Volunteer / Friends of Cozumel

Friends of Cozumel

Friends of Cozumel

9 August 2017 Volunteer 0

New Recruits for Community School Supply Event

The unfinished Vida Abundante church was packed with lines of people milling around racks of colorful clothing and homewares. “El Gran Bazar,” a twice yearly event organized by the Friends of Cozumel, attracted huge numbers of people including those with discount coupons received earlier in the week at an FOC distribution of school supplies to families in need Proceeds will go to benefit a scholarship fund, purchase school supplies for the coming years, fund future FOC endeavors and construction of the church.

The Bazar was one of several events in one week, capping off a visit from volunteers from the U.S. Many Friends of Cozumel volunteers make multiple trips each year and help with community outreach. Some even bring supplies on cruise ships making two trips off the ship with backpacks full of donated athletic shoes needed for children to attend school.

This is the ninth year that Friends of Cozumel has held their largest event, a back to school service which provides over 500 children with shoes, backpacks and school supplies.

“We did 30 the first year, then we thought, let’s stretch to 50,” said Larry, one of the group’s founding members.

Larry, his wife Karen, or local community leaders interview every family one-on-one during May and June to view the students’ grades and get their information. This year, they provided over 600 students with school supplies based on their specific grade and school.

This year, FOC donated art supplies to the DIF senior center in exchange for use of some buildings in a neighborhood park. The long, rectangular building is in a central neighborhood and the volunteers were grateful for the air conditioning it provided.

“It was a bit of a sweatbox without this facility last year,” Larry said.

Inside, tables were stacked with crates of shoes and families waited as their kids were fit with a new pair for the school year. The quality and style of the shoes was fantastic and the kids were absolutely beaming.
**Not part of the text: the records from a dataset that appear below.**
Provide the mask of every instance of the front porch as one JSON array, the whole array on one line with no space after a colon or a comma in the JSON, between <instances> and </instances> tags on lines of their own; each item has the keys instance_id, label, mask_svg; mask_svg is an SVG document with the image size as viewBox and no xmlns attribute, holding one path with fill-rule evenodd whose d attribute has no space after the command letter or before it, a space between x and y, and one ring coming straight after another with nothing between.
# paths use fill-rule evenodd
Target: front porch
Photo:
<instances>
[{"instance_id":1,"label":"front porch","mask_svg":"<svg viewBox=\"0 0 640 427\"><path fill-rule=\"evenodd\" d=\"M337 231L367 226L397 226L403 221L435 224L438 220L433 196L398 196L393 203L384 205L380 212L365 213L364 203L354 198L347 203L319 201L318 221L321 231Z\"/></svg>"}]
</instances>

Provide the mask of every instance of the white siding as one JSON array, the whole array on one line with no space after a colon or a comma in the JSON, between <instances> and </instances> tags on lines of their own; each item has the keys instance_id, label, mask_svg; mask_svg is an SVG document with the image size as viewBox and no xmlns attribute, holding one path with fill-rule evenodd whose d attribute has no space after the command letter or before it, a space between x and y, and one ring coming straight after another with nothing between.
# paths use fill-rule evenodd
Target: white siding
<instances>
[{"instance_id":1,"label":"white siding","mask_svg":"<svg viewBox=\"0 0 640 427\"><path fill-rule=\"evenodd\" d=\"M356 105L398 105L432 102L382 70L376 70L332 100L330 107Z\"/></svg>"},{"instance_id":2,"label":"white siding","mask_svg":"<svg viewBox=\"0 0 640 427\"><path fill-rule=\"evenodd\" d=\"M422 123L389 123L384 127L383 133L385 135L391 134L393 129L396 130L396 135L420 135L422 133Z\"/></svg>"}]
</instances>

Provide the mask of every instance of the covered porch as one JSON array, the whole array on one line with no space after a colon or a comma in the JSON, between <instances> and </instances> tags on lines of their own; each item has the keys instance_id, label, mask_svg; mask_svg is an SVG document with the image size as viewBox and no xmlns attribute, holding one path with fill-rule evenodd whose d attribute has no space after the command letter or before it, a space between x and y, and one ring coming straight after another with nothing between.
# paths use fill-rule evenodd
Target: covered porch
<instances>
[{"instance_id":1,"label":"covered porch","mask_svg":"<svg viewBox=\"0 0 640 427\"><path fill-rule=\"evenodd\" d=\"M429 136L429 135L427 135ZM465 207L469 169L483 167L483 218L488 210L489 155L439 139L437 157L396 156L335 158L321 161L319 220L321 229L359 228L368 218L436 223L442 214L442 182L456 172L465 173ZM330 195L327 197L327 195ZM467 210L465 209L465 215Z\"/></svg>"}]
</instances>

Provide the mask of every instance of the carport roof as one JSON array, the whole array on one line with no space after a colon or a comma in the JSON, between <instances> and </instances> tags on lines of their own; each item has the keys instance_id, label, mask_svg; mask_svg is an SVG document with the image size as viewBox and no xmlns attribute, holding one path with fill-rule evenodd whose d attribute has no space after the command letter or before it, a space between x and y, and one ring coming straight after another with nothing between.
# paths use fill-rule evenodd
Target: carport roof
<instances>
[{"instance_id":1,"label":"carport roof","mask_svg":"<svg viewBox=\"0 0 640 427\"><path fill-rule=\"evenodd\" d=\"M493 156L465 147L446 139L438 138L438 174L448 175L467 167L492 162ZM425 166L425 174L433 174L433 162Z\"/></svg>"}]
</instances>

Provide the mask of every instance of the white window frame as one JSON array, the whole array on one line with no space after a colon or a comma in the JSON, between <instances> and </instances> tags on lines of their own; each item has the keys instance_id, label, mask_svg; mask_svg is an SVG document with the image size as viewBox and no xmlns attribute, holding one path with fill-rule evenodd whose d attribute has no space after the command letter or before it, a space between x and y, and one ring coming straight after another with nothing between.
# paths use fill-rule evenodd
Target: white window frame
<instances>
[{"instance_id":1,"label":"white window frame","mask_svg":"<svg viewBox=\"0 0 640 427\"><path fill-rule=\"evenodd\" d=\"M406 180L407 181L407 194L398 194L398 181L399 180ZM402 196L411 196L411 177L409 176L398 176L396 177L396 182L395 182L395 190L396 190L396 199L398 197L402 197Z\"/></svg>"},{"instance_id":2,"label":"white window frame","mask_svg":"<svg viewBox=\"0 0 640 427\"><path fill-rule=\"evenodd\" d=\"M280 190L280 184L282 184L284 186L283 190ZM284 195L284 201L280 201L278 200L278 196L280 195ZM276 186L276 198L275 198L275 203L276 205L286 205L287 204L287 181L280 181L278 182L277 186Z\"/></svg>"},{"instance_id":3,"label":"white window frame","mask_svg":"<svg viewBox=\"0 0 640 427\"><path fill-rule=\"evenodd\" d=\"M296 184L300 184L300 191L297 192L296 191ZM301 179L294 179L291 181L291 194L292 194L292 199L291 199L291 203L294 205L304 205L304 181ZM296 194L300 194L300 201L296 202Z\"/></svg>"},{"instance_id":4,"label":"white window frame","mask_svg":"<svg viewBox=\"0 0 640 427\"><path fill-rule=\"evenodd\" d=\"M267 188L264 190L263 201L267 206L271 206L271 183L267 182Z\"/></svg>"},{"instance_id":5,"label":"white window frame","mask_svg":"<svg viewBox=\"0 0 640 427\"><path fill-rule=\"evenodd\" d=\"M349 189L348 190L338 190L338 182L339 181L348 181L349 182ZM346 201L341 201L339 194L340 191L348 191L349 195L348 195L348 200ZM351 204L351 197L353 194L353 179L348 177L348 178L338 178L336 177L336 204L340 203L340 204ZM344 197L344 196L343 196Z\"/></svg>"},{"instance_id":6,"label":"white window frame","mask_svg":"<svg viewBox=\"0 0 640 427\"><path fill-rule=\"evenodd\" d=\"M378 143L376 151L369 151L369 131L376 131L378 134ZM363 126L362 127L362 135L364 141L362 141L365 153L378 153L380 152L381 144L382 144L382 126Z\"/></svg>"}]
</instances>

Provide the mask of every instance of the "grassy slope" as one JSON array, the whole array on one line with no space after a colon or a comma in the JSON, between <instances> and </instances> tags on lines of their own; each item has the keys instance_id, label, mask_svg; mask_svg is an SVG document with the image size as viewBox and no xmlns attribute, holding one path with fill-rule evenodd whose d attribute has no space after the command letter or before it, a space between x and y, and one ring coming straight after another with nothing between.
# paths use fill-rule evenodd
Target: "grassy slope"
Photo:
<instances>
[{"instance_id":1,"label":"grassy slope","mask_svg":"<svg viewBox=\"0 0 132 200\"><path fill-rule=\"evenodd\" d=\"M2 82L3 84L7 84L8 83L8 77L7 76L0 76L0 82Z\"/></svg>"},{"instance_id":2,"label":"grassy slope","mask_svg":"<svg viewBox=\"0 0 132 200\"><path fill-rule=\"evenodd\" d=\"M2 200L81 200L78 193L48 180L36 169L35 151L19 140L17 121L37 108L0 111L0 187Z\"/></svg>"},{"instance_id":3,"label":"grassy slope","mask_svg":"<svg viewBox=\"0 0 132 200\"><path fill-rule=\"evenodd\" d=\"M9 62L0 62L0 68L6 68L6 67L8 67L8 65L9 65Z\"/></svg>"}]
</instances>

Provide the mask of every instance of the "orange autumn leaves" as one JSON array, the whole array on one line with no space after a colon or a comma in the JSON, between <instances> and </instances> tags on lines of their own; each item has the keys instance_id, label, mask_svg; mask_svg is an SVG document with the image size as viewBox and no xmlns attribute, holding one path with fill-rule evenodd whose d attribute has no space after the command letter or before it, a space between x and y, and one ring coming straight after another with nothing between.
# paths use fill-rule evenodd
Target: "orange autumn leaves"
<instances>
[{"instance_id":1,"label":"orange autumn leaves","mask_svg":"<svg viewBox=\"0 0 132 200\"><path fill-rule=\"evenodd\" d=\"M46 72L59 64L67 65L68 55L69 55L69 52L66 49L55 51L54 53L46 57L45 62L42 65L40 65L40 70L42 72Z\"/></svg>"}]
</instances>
We sat down with Jabes, who helped a couple of excited kids try on shoes. This was his third year volunteering with the group and his friendly temperament and bilingual skills were universally appreciated. “I love seeing the kids smiles when I put their shoes on,” he said.

The government provides teachers and classroom facilities, but the students are asked to purchase their own books and supplies, which can squeeze the family budget.

“A family that has three or more kids, you don’t want them forced to make a choice of who gets to go to school,” pointed out Gary, a FOC volunteer at the backpack station outside.

One of the group’s biggest needs is for Spanish speaking volunteers. Sami, a spritely Mexican girl with a bright smile, has been an active member of the group for several years and helped distribute notebooks and pre-packed supply pouches into the students’ newly selected backpacks. Sami has volunteered with the group from a young age.

Nuria, Sami’s older sister, made a special contribution to the effort, helping to organize a health fair for older adults. She traveled from the Universidad Autónoma de Yucatán back to her home in Cozumel, bringing a group of four fellow medical students to the event. The fifth-year students study medicine in Merida and money for their expenses was provided by a long-time FOC supporter.

Nuria, Ricardo, Omar, Narciso and Daniela were excited to be part of the event. They took physical measurements including blood pressure, blood sugar, weight and height. They found that many of the adults they examined had abnormal numbers and many of those who were ill had poor dietary habits and exhibited early symptoms of diabetes.

Despite availability of resources for treatment, few locals ever see a doctor. “They believe more in what their friends are saying than doctors,” Nuria said. The medical students consulted with their patients, advising each on a next course of action.

“Here, they don’t do preventative medicine,” added Larry. “You only go to the doctor if you’re too sick to cure yourself.” He sees a need for Friends of Cozumel to address these basic public awareness issues with classes on topics like food safety and medical care.

Another aspect of the health fair for adults was a vision test and distribution of inexpensive reading glasses. Dozens of people were happy to receive the donated glasses that would allow them to read.

The community is deeply grateful for the positive example set by the Friends of Cozumel and this year’s new medical team. Their efforts spur grass roots action and set up cycles of giving that will echo for years into the future. Thanks to all the volunteers making the future bright in sunny Cozumel.